Ни один парфюмер не сумел бы воспроизвести дивного благоухания, а пение птиц звучало величественной симфонией, прославляющей жизнь. Здесь олеандры и ландыши не несли отраву, запахи лилий и нарциссов не одурманивали, а утешали. Здесь розы не имели шипов, поскольку ни от кого не оборонялись, а пестрые птицы беззаботно порхали с ветки на ветку, не обращая никакого внимания на дремлющих в расселинах ветвей хищников. Здесь тигр не трогал лань, кабан гулял бок о бок с волком, а сытый лев лениво отмахивался от трясогузок, пытавшихся свить в его гриве гнездо.
Коллеги Ивана пришли бы в ужас от явных нарушений законов природы, если бы еще раньше не упали в обморок от восхищения благополучием давно исчезнувших видов. А сам он с восторженным воплем нырнул бы в мангровые заросли в безуспешной попытке классифицировать всех земноводных.
При мыслях о брате, чье непогребенное тело простерлось у корней проклятого Кощеева дуба, мое сердце снова болезненно сжалось, дыхание перехватило, крылья непроизвольно поникли. Я приземлилась на ветку раскидистой яблони, жалея, что жар-птицы не умеют плакать. Потом почувствовала жгучий стыд, и слезы сами хлынули у меня из глаз.
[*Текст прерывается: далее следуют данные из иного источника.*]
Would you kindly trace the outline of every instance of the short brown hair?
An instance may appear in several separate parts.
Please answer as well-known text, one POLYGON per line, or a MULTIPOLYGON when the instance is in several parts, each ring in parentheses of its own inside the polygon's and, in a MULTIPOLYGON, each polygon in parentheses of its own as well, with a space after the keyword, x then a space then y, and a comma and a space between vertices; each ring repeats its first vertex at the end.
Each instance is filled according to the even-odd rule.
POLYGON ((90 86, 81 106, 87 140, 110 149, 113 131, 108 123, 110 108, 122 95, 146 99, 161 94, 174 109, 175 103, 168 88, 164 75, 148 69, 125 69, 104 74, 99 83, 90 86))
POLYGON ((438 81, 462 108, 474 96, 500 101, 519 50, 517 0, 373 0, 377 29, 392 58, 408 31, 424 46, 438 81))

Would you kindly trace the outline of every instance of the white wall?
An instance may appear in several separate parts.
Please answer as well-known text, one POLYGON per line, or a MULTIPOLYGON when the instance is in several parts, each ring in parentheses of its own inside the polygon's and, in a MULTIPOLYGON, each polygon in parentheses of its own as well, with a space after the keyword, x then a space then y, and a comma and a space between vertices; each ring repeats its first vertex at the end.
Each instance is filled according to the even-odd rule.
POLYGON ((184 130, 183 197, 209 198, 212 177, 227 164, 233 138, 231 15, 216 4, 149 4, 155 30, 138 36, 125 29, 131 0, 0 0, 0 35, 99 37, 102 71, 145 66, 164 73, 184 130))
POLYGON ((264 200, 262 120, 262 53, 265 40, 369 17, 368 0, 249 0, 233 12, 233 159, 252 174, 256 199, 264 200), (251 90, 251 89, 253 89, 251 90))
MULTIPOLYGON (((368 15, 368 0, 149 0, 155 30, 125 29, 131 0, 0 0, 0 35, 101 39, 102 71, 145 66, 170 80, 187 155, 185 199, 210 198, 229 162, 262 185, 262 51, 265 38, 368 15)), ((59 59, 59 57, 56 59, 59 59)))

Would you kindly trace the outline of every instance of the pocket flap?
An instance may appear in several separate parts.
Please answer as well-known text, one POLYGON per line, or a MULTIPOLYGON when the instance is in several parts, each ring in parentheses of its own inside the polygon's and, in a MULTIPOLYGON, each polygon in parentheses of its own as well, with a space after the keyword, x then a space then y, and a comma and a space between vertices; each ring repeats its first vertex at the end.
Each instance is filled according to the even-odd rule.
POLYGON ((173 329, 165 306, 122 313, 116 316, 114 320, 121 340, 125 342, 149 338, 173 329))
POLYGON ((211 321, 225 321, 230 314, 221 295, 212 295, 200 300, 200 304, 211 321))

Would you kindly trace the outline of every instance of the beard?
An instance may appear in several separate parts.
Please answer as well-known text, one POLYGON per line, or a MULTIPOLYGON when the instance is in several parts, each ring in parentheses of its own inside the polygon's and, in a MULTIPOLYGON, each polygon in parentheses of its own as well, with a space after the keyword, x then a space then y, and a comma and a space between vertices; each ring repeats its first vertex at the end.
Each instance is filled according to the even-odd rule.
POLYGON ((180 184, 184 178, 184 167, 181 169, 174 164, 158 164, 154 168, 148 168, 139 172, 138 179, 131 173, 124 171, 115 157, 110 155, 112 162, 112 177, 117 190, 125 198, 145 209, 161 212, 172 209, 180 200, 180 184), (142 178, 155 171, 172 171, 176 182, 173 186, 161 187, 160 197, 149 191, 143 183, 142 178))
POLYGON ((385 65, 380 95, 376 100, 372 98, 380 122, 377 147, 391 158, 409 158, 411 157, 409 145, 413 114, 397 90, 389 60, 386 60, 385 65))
Пока я выбиралась из Нави и летела по сумрачным коридорам междумирья, мною владела лишь мысль о том, как не сбиться с пути. Впрочем, сбиваться было не с чего, поскольку дороги я никогда не знала. Однако крылья сами влекли меня вперед, а в груди словно вращался незримый компас. Еще до того, как мои отвыкшие от света глаза едва не ослепли от небесного сияния, я и сама поняла, что меня направляет некая незримая сила, абсолютный ориентир, промахнуться мимо которого просто невозможно. Словно после долгих блужданий я возвращалась домой, и родной очаг притягивал меня, оберегая от опасностей тонких путей.